Thor: The Dark World reaches back through mythology and comic book lore to a war between the beings of The Dark World (the exceedingly creepy dark elves), and pretty much everyone else, who is of the light. Thor's grandfather is thought to have vanquished all these creepy dark elves and destroyed their ultimate weapon: the Aether. Of course, he didn't kill them all - a few of the most ruthless escaped. And of course he didn't destroy the Aether, he just hid it. When will these epic good guys ever learn? So, fast forward about 5000 years to today, and Thor (Chris Hemsworth) is off bringing piece to the 9 realms, and Jane Foster (Natalie Portman) is moping about London missing her hammer-wielding boyfriend (good thing she lives in London now, because if she were still in the US, I'm pretty sure the world would have been destroyed - I'm not too keen on living in a world that is saved by Natalie Portman, but whatever). So basically, the ancient baddies come back, Jane Foster gets all mixed up in it, and Thor has to save the day before the 9 realms are plunged into eternal darkness. (SPOILER ALERT: The good guys win.)

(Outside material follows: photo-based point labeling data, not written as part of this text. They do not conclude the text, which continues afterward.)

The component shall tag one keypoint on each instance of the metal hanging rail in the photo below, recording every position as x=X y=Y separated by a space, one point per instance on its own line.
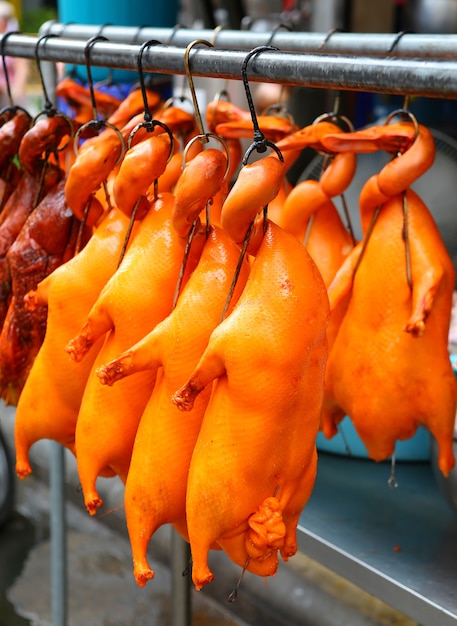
x=402 y=76
x=424 y=46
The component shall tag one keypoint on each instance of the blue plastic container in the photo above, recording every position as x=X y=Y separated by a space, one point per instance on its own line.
x=161 y=13
x=416 y=448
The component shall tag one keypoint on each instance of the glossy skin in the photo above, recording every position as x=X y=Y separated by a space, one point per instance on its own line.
x=46 y=240
x=41 y=141
x=266 y=362
x=78 y=99
x=50 y=401
x=201 y=179
x=389 y=366
x=155 y=491
x=137 y=297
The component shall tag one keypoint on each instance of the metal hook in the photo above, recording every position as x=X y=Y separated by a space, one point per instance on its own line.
x=191 y=83
x=5 y=69
x=394 y=44
x=404 y=113
x=48 y=106
x=109 y=76
x=275 y=30
x=146 y=44
x=216 y=31
x=260 y=143
x=87 y=48
x=174 y=30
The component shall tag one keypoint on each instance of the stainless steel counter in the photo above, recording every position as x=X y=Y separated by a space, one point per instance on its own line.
x=398 y=544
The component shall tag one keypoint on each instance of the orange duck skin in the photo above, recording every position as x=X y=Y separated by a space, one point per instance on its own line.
x=155 y=490
x=309 y=213
x=254 y=462
x=46 y=240
x=138 y=296
x=49 y=403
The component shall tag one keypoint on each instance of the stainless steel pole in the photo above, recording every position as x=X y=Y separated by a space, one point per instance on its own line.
x=401 y=76
x=377 y=44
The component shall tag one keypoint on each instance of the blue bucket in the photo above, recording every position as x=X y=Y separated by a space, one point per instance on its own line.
x=348 y=443
x=161 y=14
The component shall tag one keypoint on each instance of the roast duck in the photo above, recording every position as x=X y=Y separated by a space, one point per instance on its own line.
x=202 y=345
x=265 y=362
x=171 y=350
x=389 y=366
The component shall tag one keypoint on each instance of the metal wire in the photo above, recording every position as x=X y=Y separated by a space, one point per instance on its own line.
x=433 y=78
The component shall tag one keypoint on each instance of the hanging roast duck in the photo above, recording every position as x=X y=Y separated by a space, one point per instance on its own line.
x=389 y=367
x=254 y=462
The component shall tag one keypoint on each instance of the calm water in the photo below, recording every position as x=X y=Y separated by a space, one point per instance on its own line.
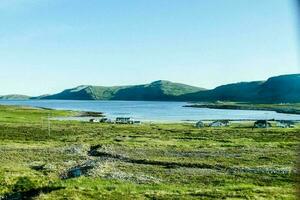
x=153 y=111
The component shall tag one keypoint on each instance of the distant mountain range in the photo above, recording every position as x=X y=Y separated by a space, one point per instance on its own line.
x=279 y=89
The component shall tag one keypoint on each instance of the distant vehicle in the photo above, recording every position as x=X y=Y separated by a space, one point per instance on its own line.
x=285 y=124
x=219 y=123
x=124 y=120
x=94 y=120
x=102 y=120
x=262 y=124
x=199 y=124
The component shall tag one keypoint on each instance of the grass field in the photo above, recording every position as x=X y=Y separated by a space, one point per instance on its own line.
x=81 y=160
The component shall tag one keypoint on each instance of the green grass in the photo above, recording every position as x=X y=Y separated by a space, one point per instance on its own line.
x=149 y=161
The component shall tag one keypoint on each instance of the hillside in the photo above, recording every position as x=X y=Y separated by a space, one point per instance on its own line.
x=14 y=97
x=155 y=91
x=279 y=89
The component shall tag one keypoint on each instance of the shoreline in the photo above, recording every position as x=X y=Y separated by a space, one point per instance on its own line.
x=259 y=107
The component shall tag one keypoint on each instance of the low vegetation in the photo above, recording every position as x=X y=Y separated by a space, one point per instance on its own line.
x=81 y=160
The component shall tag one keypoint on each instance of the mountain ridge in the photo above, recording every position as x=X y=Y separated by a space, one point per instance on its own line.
x=277 y=89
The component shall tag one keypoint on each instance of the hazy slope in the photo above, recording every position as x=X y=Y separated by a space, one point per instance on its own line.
x=158 y=90
x=279 y=89
x=14 y=97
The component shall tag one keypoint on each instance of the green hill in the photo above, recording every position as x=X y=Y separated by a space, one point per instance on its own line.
x=155 y=91
x=14 y=97
x=279 y=89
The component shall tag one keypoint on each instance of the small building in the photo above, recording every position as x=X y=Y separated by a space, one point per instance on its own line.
x=199 y=124
x=262 y=124
x=285 y=124
x=219 y=123
x=123 y=120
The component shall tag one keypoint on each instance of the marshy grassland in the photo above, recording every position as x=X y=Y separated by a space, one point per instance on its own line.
x=81 y=160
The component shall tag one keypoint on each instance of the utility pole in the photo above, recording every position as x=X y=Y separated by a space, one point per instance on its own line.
x=49 y=125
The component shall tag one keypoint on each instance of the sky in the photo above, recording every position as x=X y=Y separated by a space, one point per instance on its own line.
x=50 y=45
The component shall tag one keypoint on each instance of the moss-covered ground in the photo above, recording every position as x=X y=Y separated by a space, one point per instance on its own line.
x=148 y=161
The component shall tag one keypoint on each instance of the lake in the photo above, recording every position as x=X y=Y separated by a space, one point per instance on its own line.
x=153 y=110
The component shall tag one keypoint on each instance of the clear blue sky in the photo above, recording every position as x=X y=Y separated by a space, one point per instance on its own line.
x=49 y=45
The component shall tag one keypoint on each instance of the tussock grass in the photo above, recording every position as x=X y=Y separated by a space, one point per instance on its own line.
x=149 y=161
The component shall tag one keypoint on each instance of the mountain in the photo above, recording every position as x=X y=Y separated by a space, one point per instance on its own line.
x=14 y=97
x=279 y=89
x=155 y=91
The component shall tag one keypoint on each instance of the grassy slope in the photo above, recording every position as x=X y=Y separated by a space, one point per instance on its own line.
x=194 y=163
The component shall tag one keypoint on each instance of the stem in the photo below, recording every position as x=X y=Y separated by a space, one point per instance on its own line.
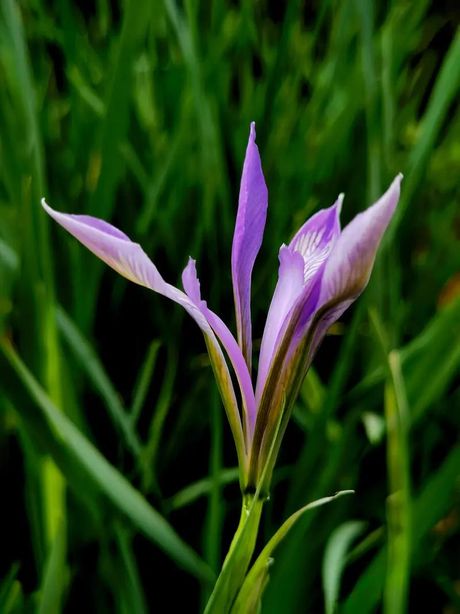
x=238 y=558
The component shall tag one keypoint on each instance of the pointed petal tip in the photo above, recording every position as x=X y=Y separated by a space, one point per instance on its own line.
x=339 y=203
x=46 y=207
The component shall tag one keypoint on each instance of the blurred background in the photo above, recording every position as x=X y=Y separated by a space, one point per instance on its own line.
x=116 y=462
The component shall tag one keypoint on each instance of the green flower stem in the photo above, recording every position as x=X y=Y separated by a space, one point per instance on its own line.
x=239 y=556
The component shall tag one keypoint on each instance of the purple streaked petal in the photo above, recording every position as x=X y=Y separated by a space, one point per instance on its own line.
x=192 y=287
x=240 y=367
x=288 y=289
x=112 y=246
x=247 y=239
x=316 y=238
x=129 y=259
x=300 y=265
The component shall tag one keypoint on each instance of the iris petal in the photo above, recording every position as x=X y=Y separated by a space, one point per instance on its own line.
x=247 y=239
x=129 y=259
x=300 y=265
x=192 y=287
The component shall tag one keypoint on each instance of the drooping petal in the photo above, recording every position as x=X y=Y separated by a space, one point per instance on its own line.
x=316 y=238
x=129 y=259
x=350 y=264
x=247 y=239
x=288 y=289
x=300 y=264
x=192 y=287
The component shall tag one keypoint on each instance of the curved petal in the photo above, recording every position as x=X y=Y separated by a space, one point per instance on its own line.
x=129 y=259
x=300 y=265
x=247 y=239
x=288 y=289
x=350 y=264
x=192 y=287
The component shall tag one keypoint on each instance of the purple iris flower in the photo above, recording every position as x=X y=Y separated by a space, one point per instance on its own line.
x=322 y=271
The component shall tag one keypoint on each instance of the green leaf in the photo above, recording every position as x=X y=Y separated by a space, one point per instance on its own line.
x=432 y=360
x=75 y=456
x=90 y=362
x=55 y=577
x=250 y=594
x=428 y=507
x=335 y=558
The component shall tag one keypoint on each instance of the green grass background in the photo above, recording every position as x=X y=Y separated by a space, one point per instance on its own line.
x=117 y=469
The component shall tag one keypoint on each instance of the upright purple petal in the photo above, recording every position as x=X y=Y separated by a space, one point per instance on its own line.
x=300 y=264
x=129 y=259
x=247 y=239
x=192 y=287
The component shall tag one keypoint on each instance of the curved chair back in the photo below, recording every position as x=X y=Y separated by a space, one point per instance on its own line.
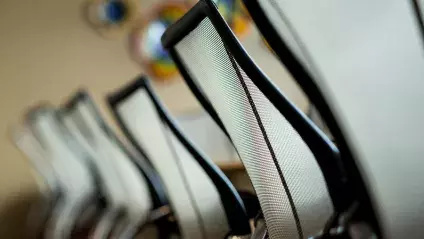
x=40 y=210
x=203 y=200
x=295 y=170
x=73 y=172
x=361 y=66
x=131 y=187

This movie ended up being a really fun way to play out all the badass characters they only teased at in the first - much more Earth-bound movie. Now we got to know Odin (Anthony Hopkins) and Frigga (a totally badass Rene Russo) and Heimdall (Idris Elba - whoa) and a good many of the other Asgardians in a way we just didn't before, and it's a really cool world. Hopkins actually comes off a little too withdrawn, but he's Hopkins, so even on an off day, he's pretty much better than anyone else. Russo, on the other hand, is every inch the queen and mother, and proves herself an excellent match for Odin. And Elba is nothing short of fantastic as the conflicted (and seriously badass) gatekeeper of Asgard. The other Asgardian characters we meet are likeable and varied, building a world that I could invest in. And I was so pleasantly surprised by Zachary Levi's appearance as Fandral! You go, Chuck! Chris Hemsworth's Thor was a more mature character, having been changed by his experiences in The Avengers and in the wars that followed. And even Natalie Portman (who I generally find pretty boring as an actor) had some fun personality to her. Christpher Eccleston as the big bad Malekith handily embodies the darkness he craves with stoic strength. And let's give three cheers for Tom Hiddleston's welcome return as the trickster god Loki. A complex journey, a lively performance, excellent twists - what's not to love? On the earthly side, Kat Dennings is dry and funny as Jane's sidekick Darcy, Jonathan Howard is delightfully out of his depth as Darcy's sidekick Ian, and Stellan Skarsgard is understandably manic as the long-suffering Dr. Selvig.
All around, it was a solid cast, a solid plot, and a lot of fun. Director Alan Taylor has made a worthy addition to the vast Marvel universe. Thor: The Dark World built on what was there and provided ample room to grow outward. And I have to give him and his team my deep admiration for the big final fight between Thor and Malekith - the storyboard for that sucker had to be epic!
And, if you haven't already figured it out - stay through the credits. And I mean ALL of the credits. Don't assume that the first tag is the final tag.
Thor: The Dark World is playing...um...pretty much everywhere. So go see it. I promise I'll be back to writing about theatre later this week.